Ankeet Chavan

Personal information
- Full name: Ankeet Anil Chavan
- Born: 28 October 1985 (age 40) Mumbai, Maharashtra, India
- Batting: Left-handed
- Bowling: Slow left-arm orthodox
- Role: All-rounder

Domestic team information
- 2007/08–2012/13: Mumbai
- 2011–2013: Rajasthan Royals

Career statistics
| Competition | FC | LA | T20 |
| Matches | 18 | 20 | 26 |
| Runs scored | 571 | 254 | 154 |
| Batting average | 35.68 | 21.16 | 17.11 |
| 100s/50s | 1/1 | 0/1 | 0/0 |
| Top score | 102* | 58 | 44* |
| Balls bowled | 3,597 | 896 | 476 |
| Wickets | 53 | 18 | 19 |
| Bowling average | 36.43 | 39.27 | 33.31 |
| 5 wickets in innings | 1 | 0 | 0 |
| 10 wickets in match | 1 | 0 | 0 |
| Best bowling | 9/23 | 3/23 | 4/29 |
| Catches/stumpings | 10/– | 6/– | 5/- |
- Source: ESPNcricinfo, 24 March 2025

= Ankeet Chavan =

Indian cricketer (born 1985)

Ankeet Chavan (born 28 October 1985) is a former cricketer who played for Mumbai in Indian domestic cricket. He was an all-rounder who batted left-handed and bowled slow left-arm orthodox.
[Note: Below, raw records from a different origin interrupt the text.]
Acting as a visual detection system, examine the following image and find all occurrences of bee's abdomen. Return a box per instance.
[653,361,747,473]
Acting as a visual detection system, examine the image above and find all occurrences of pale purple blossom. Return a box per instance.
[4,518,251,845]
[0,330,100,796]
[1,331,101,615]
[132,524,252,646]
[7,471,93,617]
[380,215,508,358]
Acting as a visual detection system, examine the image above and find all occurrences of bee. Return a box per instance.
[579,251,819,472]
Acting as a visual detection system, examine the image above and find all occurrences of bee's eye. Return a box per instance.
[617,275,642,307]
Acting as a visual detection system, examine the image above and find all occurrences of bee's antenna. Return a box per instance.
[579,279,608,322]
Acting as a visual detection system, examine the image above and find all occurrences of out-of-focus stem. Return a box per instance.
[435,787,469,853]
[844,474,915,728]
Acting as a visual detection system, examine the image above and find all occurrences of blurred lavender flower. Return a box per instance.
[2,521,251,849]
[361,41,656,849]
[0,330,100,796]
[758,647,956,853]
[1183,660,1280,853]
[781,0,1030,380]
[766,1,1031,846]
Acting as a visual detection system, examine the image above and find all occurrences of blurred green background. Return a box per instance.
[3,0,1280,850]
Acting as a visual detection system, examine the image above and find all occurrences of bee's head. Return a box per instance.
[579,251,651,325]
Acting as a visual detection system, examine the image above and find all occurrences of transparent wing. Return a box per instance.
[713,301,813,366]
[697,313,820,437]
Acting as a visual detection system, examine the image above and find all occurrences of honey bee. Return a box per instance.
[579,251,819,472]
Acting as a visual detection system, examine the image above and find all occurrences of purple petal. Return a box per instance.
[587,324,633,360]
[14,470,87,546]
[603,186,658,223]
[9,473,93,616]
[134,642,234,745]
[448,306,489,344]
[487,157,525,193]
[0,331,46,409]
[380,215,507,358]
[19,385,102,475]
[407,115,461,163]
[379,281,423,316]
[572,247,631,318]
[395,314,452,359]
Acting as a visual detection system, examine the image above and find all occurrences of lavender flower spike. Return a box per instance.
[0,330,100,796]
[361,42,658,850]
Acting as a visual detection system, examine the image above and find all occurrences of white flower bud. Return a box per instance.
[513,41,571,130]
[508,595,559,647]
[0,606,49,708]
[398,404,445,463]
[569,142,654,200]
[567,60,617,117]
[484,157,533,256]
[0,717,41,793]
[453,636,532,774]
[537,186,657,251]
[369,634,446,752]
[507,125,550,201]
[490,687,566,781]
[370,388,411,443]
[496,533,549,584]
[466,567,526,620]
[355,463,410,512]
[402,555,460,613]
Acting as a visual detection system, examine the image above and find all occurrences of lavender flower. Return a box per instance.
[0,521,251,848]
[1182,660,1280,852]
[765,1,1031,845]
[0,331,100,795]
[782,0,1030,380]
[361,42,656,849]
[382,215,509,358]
He also played for Rajasthan Royals in Indian Premier League.

==Spot fixing controversy ==

===Criminal Case===
On 16 May 2013, Delhi police arrested Chavan on spot-fixing charges during IPL 6 along with Ajit Chandila and Sreesanth, who played alongside him for Rajasthan Royals. According to police, Chavan was promised ₹6 million to give away 14 runs in Rajasthan Royals' match against Mumbai Indians on 15 May 2013 and he gave away 15 runs in his second over.
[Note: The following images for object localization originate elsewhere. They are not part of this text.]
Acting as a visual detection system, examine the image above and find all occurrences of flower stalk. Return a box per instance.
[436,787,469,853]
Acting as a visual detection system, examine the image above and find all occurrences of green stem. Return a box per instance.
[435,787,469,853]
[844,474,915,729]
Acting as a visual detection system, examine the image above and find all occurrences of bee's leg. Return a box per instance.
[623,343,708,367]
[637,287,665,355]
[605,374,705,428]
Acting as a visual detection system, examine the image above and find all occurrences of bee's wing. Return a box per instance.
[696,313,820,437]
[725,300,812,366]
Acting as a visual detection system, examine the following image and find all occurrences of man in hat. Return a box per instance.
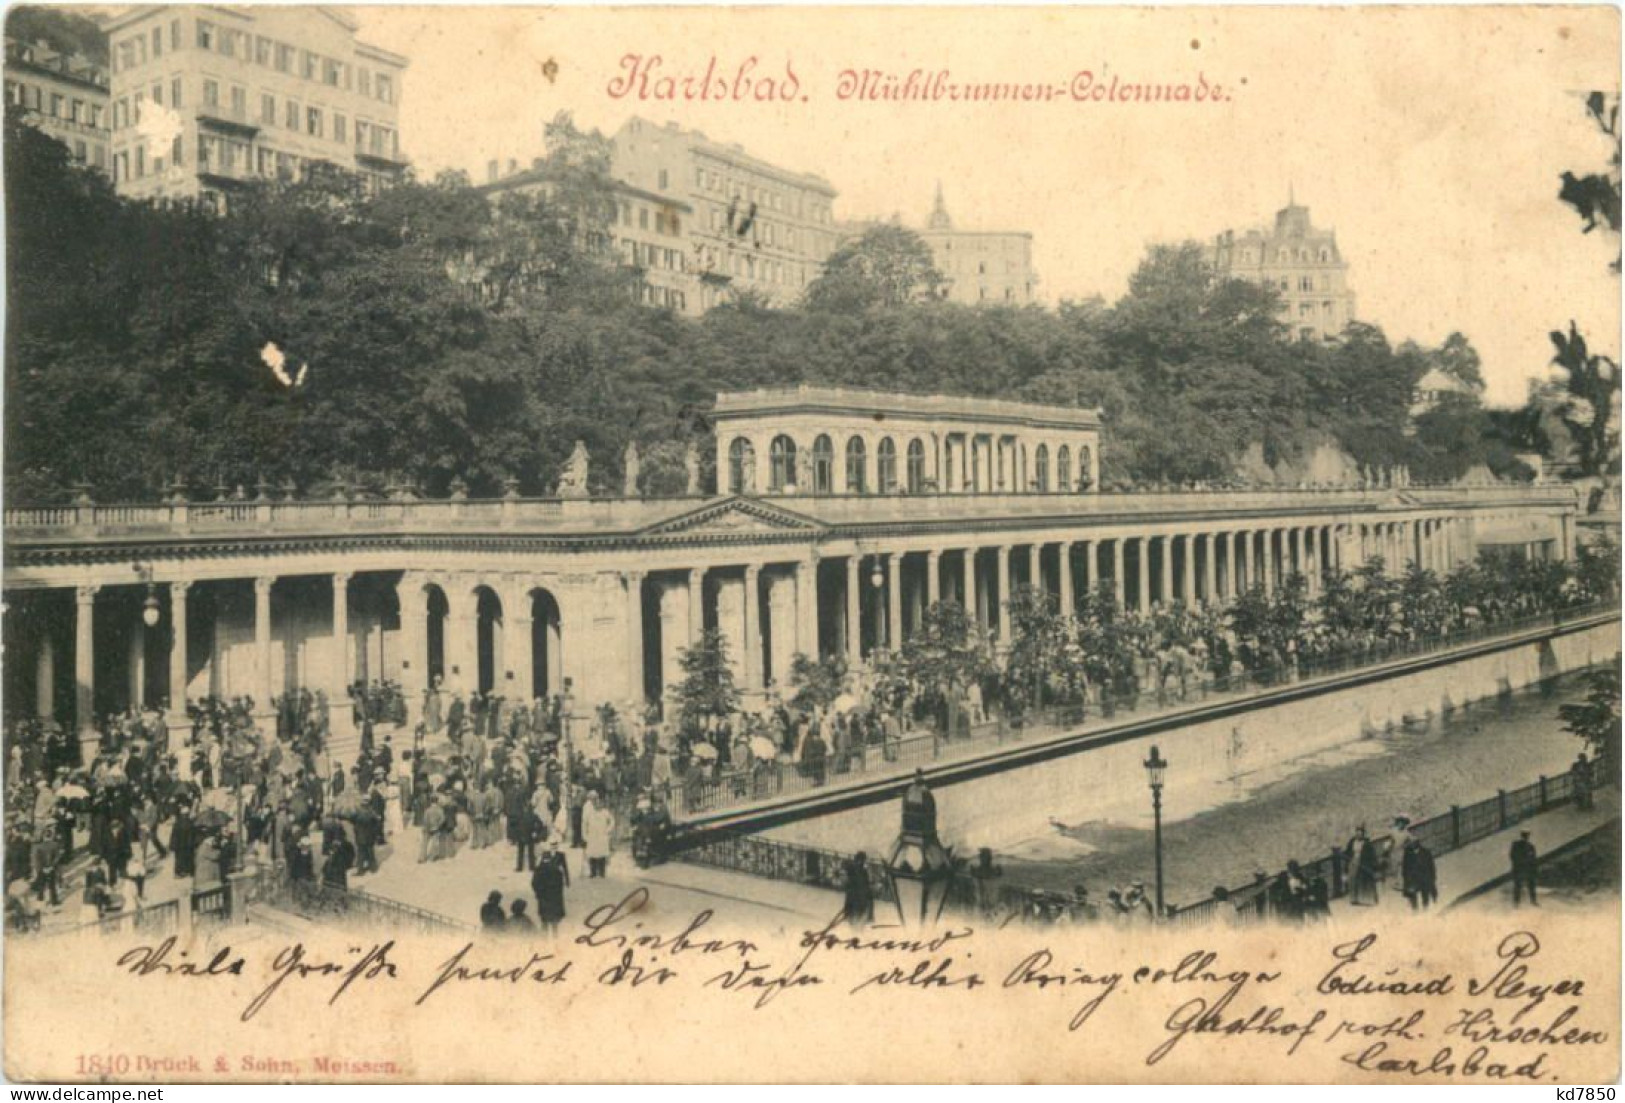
[531,838,570,936]
[479,890,506,931]
[1510,830,1539,907]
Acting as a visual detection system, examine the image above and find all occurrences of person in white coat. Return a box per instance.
[582,793,614,879]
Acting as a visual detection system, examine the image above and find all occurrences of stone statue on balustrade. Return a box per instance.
[555,440,591,499]
[684,443,702,496]
[622,441,641,498]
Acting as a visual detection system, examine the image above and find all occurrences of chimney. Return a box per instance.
[486,159,498,183]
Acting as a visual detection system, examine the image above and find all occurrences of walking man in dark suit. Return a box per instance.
[1510,830,1539,907]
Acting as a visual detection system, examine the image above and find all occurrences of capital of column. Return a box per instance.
[333,571,353,589]
[75,584,99,606]
[623,569,647,586]
[170,579,191,600]
[254,576,275,597]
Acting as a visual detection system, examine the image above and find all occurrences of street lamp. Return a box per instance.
[870,557,884,590]
[133,564,161,628]
[884,771,956,926]
[1144,744,1168,917]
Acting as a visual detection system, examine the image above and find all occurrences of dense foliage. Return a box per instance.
[4,110,1543,502]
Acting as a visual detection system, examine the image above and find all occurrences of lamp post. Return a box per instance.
[884,770,956,926]
[1144,745,1168,917]
[133,563,160,628]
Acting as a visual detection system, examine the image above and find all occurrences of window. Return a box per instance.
[376,73,393,104]
[220,29,235,58]
[355,120,369,149]
[358,67,371,96]
[171,78,182,107]
[152,27,163,57]
[658,168,668,189]
[333,114,346,143]
[307,107,322,137]
[845,437,867,493]
[203,80,218,108]
[73,139,85,162]
[285,100,299,130]
[89,103,102,127]
[877,438,898,493]
[49,93,63,118]
[1057,446,1072,492]
[1077,446,1093,490]
[811,435,834,495]
[301,51,317,80]
[261,93,275,123]
[1034,444,1050,492]
[1299,276,1313,291]
[906,439,926,494]
[170,19,180,51]
[170,134,181,166]
[198,21,215,50]
[728,438,754,494]
[255,36,270,65]
[769,436,798,492]
[324,58,340,86]
[638,207,648,230]
[231,85,246,118]
[276,44,293,73]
Having been put in judicial custody in Tihar Central Jail, New Delhi, Chavan was granted bail from 31 May to 6 June to solemnise his marriage which had been fixed for 2 June 2013 and was granted bail on 10 June 2013 along with the other accused.

Delhi Police filed 6,000-page Charge Sheet against 42 persons, including Chavan before the Patiala House Court, Delhi. In July 2015, the Patiala Court discharged all the 36 accused persons, including Sreesanth, Chandila, Singh and Ankeet Chavan, except the 06 absconding persons.

The Discharge has been challenged by the Delhi Police before the Delhi High Court, where it is presently pending.

===Disciplinary Case===

After being arrested, he was immediately suspended by his employer, Air India. He has been suspended from his cricketing career.

On 13 September 2013, Chavan and fellow player Sreesanth were banned from cricket for life by the BCCI disciplinary committee .

On 16 June 2021, BCCI lifted ban on Ankeet Chavan and now he's allowed to play cricket.